His block rate is at his lowest rate of his career (0.4 per 100 possessions), and while he is defending further out on the perimeter than ever before as more of a 3/4 than a pure 4, it’s clear he’s not deterring shots near the rim like he once was.
We have seen better stretches of play from him defensively in the past — and make no mistake he’s still a part of the reason the Hawks have a top 10 defensive rating in the early portion of this season — but he could stand to be more consistent on that side of the ball.
The team as a whole has struggled to rebound the ball — 24th in offensive rebounding percentage (22.9%) and 23rd in defensive rebounding percentage (71.4) as of Nov. 15 — but Johnson hasn’t been to blame here. He’s still pulling down 13.9 total rebounds per 100 possessions. That’s the best mark of any Hawk who has played at least 20 minutes this season.
It’s especially important for him to be a great defensive rebounder in order to supplement his biggest strength: pushing in transition.
These two areas are important little aspects that separate an ‘empty stats’ superstar from an actually impactful superstar. Ultimately, it’s clear Johnson has the tools and talent to be a great player in so many different areas, even if he’s not a dominant isolation scorer.
Final thoughts
Jalen Johnson doesn’t exactly have the profile of a typical superstar in one surface-level sense — a profile of a player whose on-ball scoring talent regularly bends defenses. He certainly has some of that ability, but his best attributes are everything else. His leakouts in transition, upper body strength to hand in the air and finish through contact, and sneakily elite rebounding (among many other more subtle contributions) all combine to product a jumbo Swiss army knife of a player.
Per basketball-reference, his box plus/minus (BPM) is 5.8, as of Friday evening 13th in the NBA, suggesting he’s worth around +5.8 points per 100 possessions over an average NBA player.

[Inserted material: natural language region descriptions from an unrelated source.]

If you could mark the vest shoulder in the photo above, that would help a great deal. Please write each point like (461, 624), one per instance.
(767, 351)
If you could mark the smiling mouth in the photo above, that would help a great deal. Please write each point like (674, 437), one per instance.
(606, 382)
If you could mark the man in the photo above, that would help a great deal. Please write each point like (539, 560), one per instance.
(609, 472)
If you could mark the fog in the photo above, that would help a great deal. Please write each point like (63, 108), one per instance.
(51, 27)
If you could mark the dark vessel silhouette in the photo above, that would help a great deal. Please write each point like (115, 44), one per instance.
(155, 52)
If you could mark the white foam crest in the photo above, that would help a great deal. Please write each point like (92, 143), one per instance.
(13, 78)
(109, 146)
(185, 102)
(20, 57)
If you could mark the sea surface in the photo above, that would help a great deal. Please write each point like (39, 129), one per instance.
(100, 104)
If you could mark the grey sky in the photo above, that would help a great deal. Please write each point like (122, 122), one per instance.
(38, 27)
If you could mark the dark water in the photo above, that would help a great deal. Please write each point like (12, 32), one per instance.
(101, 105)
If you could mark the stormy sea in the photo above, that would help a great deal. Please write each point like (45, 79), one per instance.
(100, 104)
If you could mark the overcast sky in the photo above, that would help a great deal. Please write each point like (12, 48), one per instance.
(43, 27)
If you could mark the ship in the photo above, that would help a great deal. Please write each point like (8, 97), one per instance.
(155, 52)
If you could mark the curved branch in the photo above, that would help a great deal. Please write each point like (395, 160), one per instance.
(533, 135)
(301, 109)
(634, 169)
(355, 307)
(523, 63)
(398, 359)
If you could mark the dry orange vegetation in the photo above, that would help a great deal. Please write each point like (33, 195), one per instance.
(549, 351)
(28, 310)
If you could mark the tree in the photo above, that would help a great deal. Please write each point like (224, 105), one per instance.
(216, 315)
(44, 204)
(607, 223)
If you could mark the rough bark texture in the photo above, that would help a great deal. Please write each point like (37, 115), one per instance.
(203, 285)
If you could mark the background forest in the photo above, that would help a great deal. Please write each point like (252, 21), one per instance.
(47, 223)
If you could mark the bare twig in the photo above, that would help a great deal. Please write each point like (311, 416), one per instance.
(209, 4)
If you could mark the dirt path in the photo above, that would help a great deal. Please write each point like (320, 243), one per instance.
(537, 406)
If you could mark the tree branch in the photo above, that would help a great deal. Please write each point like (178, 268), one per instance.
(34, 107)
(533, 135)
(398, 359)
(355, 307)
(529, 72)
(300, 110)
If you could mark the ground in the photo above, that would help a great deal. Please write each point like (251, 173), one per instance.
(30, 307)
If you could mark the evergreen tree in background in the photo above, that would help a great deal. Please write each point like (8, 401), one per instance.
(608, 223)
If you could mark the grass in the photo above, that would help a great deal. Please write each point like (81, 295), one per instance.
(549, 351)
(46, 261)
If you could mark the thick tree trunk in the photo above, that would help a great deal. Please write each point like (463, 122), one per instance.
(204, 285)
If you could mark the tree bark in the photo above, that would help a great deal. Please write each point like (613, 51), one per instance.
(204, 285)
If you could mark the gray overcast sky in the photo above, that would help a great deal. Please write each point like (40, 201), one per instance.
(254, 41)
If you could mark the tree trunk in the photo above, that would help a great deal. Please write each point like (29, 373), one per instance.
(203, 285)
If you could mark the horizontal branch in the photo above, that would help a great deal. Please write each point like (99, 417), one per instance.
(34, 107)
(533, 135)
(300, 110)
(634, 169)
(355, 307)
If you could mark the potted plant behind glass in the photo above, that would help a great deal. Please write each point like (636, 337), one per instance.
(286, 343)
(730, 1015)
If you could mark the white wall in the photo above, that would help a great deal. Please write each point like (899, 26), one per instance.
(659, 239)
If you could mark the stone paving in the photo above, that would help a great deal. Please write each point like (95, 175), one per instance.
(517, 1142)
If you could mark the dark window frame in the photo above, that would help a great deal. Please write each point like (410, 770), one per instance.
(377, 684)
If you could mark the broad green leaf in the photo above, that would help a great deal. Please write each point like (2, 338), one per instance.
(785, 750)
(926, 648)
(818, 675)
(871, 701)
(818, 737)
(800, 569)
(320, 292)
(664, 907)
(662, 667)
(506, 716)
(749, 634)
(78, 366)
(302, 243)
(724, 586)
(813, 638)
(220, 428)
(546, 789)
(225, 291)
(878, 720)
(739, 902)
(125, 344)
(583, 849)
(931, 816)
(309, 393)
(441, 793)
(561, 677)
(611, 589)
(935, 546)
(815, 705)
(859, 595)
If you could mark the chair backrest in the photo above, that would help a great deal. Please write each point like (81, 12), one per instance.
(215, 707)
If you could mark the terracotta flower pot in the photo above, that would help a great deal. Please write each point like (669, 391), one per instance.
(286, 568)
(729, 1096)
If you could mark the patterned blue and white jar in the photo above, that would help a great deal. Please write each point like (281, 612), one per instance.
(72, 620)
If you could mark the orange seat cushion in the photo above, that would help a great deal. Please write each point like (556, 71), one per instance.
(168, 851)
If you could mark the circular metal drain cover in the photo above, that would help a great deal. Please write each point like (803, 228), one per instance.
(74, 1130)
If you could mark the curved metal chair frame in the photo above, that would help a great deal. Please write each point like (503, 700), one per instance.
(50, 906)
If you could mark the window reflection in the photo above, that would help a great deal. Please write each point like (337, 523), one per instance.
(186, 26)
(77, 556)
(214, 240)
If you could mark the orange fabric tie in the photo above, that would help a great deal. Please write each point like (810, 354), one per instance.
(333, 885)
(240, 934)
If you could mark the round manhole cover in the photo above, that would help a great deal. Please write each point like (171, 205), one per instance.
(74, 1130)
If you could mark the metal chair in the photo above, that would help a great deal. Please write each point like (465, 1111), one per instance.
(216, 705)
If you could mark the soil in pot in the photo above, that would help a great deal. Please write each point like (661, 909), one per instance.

While his pure on-off plus/minus lags way behind (suggesting some major lineup wonkiness), it’s clear he’s been one of the most valuable players in the NBA to start the season.
I think it’s all sustainable frankly. There’s no hot three-point shooting involved, for example. It’s time to start talking about Johnson as both a first-time All-Star player this season and a top 30 player at minimum.
As for his ceiling? Who really knows. But after recording the first stat line of his kind in NBA regular season or postseason history, I wouldn’t rule anything out.
All stats via NBA stats using Synergy tracking.